For the third (and last) time, we have agreed to have a car on the field at the Amelia Island Concours before starting to restore it.
The two previous times we agreed to this folly, we had less than a year to do ground-up restorations, working mostly nights and weekends. The first was a Group 44 Racing Triumph GT6, followed by a Tornado Typhoon that event founder Bill Warner asked us to bring when fiberglass specials were featured.
This time we would be smart. We would give ourselves an extra six months of leisure time to finish recreating the Lotus Elan that we found broken in half in a northern Michigan field, where it had rotted away for nearly forty years.
In every restoration, there are a few inevitable truths.
First, things will take longer than you think. If you had told us two years ago that it would take nearly half a day to properly refit the glove box door (a job that seems like it should take five to ten minutes), we would have said you were crazy. Today, we would tell you differently.
Another truth is that things will always go wrong. The old saying “two steps forward, one step back” is never more true than in car restoration.
As of this writing, the big event is just three weeks away. Two weeks ago, the car was nearly done. Then, while trying to force ill-fitting reproduction molding around the back of the cockpit, we noticed a six-inch-long crack in the paint on top of the bulkhead.

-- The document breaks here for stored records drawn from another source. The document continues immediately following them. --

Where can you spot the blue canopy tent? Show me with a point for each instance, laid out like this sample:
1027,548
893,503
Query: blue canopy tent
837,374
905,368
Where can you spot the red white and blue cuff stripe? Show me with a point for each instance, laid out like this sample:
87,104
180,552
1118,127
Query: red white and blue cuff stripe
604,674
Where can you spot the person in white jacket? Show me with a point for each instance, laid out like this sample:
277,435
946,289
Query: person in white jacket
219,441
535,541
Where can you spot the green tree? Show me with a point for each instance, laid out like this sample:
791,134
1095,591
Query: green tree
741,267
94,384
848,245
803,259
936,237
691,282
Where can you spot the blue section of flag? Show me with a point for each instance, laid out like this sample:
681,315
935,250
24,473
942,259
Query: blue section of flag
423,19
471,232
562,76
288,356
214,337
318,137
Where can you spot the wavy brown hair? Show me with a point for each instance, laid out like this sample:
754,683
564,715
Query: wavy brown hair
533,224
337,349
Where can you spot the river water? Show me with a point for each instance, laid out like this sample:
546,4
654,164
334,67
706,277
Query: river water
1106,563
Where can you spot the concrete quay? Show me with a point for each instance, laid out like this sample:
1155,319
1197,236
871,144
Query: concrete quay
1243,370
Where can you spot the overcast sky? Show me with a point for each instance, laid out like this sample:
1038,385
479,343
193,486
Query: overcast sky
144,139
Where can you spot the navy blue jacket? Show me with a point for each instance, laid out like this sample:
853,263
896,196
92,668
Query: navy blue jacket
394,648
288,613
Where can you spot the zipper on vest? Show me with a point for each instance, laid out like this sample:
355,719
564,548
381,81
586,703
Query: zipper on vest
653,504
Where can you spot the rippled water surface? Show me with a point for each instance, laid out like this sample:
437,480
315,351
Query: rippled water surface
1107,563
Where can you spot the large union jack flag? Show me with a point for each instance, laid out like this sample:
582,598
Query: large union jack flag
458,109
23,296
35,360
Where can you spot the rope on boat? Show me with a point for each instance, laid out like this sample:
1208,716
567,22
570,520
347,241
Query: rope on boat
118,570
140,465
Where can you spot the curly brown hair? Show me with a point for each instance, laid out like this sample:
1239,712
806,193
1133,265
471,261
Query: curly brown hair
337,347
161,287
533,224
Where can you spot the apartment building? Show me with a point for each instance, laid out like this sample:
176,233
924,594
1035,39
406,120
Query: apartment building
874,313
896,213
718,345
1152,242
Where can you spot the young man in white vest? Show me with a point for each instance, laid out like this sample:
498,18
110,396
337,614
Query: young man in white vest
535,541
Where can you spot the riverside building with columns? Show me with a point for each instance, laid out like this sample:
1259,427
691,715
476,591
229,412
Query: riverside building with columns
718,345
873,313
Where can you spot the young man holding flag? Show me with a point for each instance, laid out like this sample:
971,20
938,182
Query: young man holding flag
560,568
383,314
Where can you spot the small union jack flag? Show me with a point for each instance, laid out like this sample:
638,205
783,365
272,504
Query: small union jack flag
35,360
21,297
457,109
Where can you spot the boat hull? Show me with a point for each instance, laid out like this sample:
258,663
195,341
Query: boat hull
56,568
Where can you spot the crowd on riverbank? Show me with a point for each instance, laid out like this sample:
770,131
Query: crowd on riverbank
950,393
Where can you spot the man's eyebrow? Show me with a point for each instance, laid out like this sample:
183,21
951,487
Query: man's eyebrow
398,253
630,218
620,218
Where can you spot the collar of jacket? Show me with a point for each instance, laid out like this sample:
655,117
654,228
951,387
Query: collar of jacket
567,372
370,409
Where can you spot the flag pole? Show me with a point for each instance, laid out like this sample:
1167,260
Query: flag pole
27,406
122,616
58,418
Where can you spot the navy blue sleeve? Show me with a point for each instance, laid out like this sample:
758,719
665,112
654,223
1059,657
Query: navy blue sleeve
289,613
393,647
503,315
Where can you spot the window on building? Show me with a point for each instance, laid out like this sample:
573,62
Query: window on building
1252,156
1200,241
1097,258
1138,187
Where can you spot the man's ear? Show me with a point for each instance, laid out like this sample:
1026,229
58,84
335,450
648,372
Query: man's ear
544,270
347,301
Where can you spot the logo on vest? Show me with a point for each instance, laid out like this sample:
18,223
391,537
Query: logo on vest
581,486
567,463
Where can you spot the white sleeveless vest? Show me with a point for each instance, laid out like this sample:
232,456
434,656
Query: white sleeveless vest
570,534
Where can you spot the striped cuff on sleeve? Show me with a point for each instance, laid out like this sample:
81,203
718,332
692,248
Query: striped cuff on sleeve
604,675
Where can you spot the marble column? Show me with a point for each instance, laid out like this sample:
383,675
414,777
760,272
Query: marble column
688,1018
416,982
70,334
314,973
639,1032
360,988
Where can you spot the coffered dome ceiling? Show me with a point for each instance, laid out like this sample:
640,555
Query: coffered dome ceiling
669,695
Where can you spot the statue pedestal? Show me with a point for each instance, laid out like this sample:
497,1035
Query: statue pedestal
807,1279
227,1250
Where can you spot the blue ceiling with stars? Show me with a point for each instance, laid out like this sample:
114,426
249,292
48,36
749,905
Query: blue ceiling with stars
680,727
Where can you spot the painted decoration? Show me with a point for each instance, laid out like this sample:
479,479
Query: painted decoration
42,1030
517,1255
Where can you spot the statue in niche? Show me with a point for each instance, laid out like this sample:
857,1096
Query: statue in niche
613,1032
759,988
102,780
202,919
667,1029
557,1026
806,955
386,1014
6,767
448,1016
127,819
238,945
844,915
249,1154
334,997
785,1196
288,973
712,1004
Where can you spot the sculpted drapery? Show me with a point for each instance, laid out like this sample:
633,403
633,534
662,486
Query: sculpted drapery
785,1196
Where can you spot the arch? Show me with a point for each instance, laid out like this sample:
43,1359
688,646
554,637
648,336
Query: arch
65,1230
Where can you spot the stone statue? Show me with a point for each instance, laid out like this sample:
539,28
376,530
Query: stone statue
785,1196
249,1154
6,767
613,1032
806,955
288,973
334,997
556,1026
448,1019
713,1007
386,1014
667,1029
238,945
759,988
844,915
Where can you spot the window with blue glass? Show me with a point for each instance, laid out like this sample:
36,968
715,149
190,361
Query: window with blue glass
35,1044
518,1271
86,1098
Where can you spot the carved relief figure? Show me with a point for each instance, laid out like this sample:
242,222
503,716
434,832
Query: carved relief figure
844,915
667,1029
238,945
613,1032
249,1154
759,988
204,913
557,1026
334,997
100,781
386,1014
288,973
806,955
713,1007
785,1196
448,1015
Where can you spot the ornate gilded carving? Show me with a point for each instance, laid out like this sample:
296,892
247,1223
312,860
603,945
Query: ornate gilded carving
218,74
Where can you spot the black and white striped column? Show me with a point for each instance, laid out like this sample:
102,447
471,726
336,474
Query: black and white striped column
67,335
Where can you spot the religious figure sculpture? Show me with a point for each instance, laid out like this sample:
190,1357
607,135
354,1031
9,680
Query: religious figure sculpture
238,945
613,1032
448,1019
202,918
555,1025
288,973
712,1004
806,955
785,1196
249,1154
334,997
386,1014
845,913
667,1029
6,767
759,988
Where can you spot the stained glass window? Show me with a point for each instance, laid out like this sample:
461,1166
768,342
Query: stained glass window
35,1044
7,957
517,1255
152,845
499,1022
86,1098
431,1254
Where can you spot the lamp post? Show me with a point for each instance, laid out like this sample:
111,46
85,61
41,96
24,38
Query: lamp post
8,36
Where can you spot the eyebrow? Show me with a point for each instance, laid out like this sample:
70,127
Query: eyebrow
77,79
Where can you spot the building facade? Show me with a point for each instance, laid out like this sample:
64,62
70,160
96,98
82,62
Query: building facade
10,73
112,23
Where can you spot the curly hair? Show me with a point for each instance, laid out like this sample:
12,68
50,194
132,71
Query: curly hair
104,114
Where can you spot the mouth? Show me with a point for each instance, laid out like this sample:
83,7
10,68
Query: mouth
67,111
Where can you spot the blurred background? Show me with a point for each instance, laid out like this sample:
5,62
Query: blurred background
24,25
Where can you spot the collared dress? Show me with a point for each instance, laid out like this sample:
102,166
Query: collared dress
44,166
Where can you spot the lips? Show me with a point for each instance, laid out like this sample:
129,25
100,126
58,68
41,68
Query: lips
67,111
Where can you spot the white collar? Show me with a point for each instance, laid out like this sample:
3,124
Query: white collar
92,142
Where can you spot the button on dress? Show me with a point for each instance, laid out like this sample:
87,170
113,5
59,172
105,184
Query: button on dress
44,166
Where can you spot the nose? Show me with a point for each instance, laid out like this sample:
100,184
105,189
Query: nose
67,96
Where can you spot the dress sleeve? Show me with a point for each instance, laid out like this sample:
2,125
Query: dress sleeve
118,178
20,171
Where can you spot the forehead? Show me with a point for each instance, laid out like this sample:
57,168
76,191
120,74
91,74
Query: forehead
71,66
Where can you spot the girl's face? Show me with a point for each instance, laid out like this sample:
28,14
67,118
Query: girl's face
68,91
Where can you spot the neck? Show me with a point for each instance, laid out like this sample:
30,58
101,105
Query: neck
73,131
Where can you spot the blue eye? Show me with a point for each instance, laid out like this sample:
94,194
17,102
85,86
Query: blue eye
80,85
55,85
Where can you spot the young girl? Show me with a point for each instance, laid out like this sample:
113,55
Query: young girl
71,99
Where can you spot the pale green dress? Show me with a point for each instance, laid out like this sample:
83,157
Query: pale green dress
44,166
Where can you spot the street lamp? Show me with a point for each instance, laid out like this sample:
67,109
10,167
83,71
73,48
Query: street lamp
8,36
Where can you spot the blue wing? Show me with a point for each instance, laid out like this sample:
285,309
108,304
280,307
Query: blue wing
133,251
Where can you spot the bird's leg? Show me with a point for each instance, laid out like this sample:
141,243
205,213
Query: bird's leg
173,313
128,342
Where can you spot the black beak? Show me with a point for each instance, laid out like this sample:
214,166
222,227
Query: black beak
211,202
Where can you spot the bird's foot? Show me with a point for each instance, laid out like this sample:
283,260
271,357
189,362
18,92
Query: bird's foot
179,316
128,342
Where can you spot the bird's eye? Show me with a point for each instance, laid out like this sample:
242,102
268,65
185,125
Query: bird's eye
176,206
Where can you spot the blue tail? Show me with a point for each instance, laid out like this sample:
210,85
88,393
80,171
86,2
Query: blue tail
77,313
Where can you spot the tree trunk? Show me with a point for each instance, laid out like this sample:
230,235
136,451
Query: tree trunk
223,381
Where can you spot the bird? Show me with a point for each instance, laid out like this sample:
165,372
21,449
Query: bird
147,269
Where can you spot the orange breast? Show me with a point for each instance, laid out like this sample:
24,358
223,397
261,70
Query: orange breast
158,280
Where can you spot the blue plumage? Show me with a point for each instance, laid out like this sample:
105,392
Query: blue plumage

Unbelievable! We would have to repaint the entire rear half of the car.
We quickly took apart much of what we had lovingly spent the last few weeks assembling and rushed the car back to the paint shop.
After much begging, bribing, and overtime, we got the car back after just a few days and spent the better part of a Sunday hurriedly putting the Elan back together.
While this crisis was averted, we have no room for further error. If just one more thing goes wrong, or we need one more part, we’ll miss the field at this year’s Amelia Island event.